Perot, Blankenbaker and Paul Baran received the 2005 Stibitz Computer and Communications Pioneer Awards Oct. 14 during the 7th annual conference hosted by the American Computer Museum in Bozeman and the MSU Department of Computer Science. Baran pioneered the concepts that laid the foundation for the Internet.

"Our guests have changed the world with their ideas and their commitment to excellence," said MSU President Geoff Gamble. "Each man has pushed the boundaries of gaining new knowledge."

George Keremedjiev, director of the American Computer Museum, likened the men's presence to having Thomas Edison, Henry Ford and George Westinghouse in the same room. He added that he appreciated their optimism, accessability and modesty.

"Their egos are put aside when they talk about science and the future of young people," said Keremedjiev who received his own accolades for the computer museum located at 2304 N. 7th Ave.
Perot, Blankenbaker and Baran spoke to students and others during an afternoon forum. That night, they received the awards that were named after George R. Stibitz, the father of the modern digital computer.

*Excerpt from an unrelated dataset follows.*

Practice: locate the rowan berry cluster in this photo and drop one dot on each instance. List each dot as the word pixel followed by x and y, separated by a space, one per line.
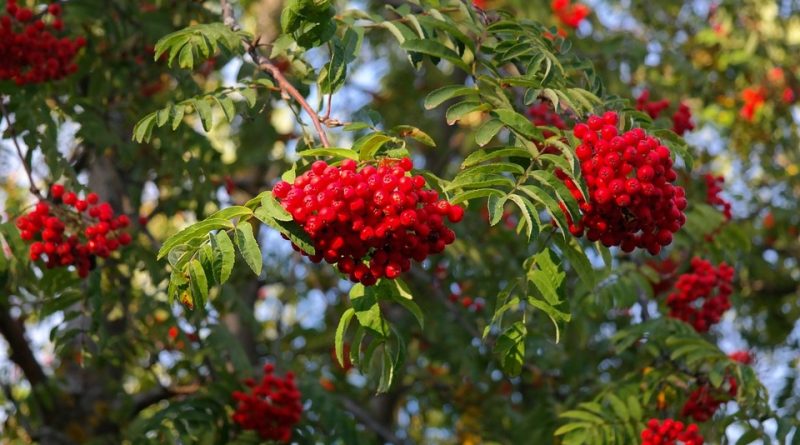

Each honoree forged ahead despite naysayers and other challenges, said Paul Ceruzzi , Curator of Aerospace Electronics and Computing at the Smithsonian Institution.

"In all three cases, if they would ask somebody,

Baran's work was rooted in the Cold War when the United States and Soviet Union were pointing nuclear weapons at each other. Realizing how easy it would be for communications systems to fail, Baran and his colleagues designed a stronger communications network using "redundancy" and digital technology. The Air Force was all for it, Baran said, but AT&T, the world's best telephone system at the time, said it wouldn't work. They gave good reason after good reason until they ran out of reasons.

"Eventually, the systems of this type came into being," Baran said.

Baran's work laid the foundation for the Internet, but he said he hardly created it alone.

"No one person should say they built a cathedral, but they laid down a block or two," he said.

Blankenbaker said the invention of the personal computer grew out of his experiences as a 19-year-old physics student. He read an article about a computing device that only used two digits, began studying binary computer systems, went on to work for the National Bureau of Standards and Hughes Aircraft and eventually invented the personal computer.

The day of discoveries hasn't ended, Blankenbaker told his audience.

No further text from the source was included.